Resolution Statement – 27974-20 Garrity v

Summary of Complaint

1. John Garrity complained to the Independent Press Standards Organisation (IPSO) that breached Clause 1 of the Editors’ Code of Practice in an article headlined “Scottish independence: New Survation poll finds majority of Scots would vote Yes”, published on 11 September 2020.

2. The article reported on an opinion poll completed by Survation. It stated that this poll suggested that “the majority” of Scots would vote for independence as “53 per cent backed the idea with 47 per cent voting No.

3. The complainant said that this article had distorted the findings of the survey, in breach of Clause 1. He said that the poll did not find that “the majority” of the Scottish public, or 53 per cent of respondents, would vote Yes in an independence referendum. In fact, the poll found that 45 per cent of respondents would vote Yes, 39 per cent would vote No and 15 per cent did not know how they would vote; it was not the case that a majority of those polled would vote for Scottish independence.  The complainant said that in order to claim that the poll had found “53 per cent” would vote for independence, the publication had excluded the respondents who had answered “don’t know”.  He said that the newspaper’s failure to make clear that the respondents who had been undecided were excluded from the analysis rendered the article a misleading report of the poll’s findings.

4. The publication did not accept that the article had distorted the poll or contained any significant inaccuracies.

Relevant Code Provisions

Clause 1 (Accuracy)

i) The Press must take care not to publish inaccurate, misleading or distorted information or images, including headlines not supported by the text.

ii) A significant inaccuracy, misleading statement or distortion must be corrected, promptly and with due prominence, and — where appropriate — an apology published.

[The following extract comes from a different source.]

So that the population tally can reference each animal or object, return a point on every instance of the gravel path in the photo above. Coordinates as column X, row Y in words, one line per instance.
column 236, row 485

In cases involving IPSO, due prominence should be as required by the regulator.

iii) A fair opportunity to reply to significant inaccuracies should be given, when reasonably called for.

iv) The Press, while free to editorialise and campaign, must distinguish clearly between comment, conjecture and fact.

Mediated Outcome

5. The complaint was not resolved through direct correspondence between the parties. IPSO therefore began an investigation into the matter.

6. During IPSO’s investigation, the newspaper offered to publish a letter from the complainant and the following clarification as a footnote to the online article:

“We are happy to clarify that this poll referenced above did not reflect the 15% of respondents who were undecided. With the 'don't know' respondents included in the results, 45% of Scots would vote Yes in an independence referendum and 39% would vote No.”

7. The complainant said that this would resolve the matter to his satisfaction.

8. As the complaint was successfully mediated, the Complaints Committee did not make a determination as to whether there had been any breach of the Code.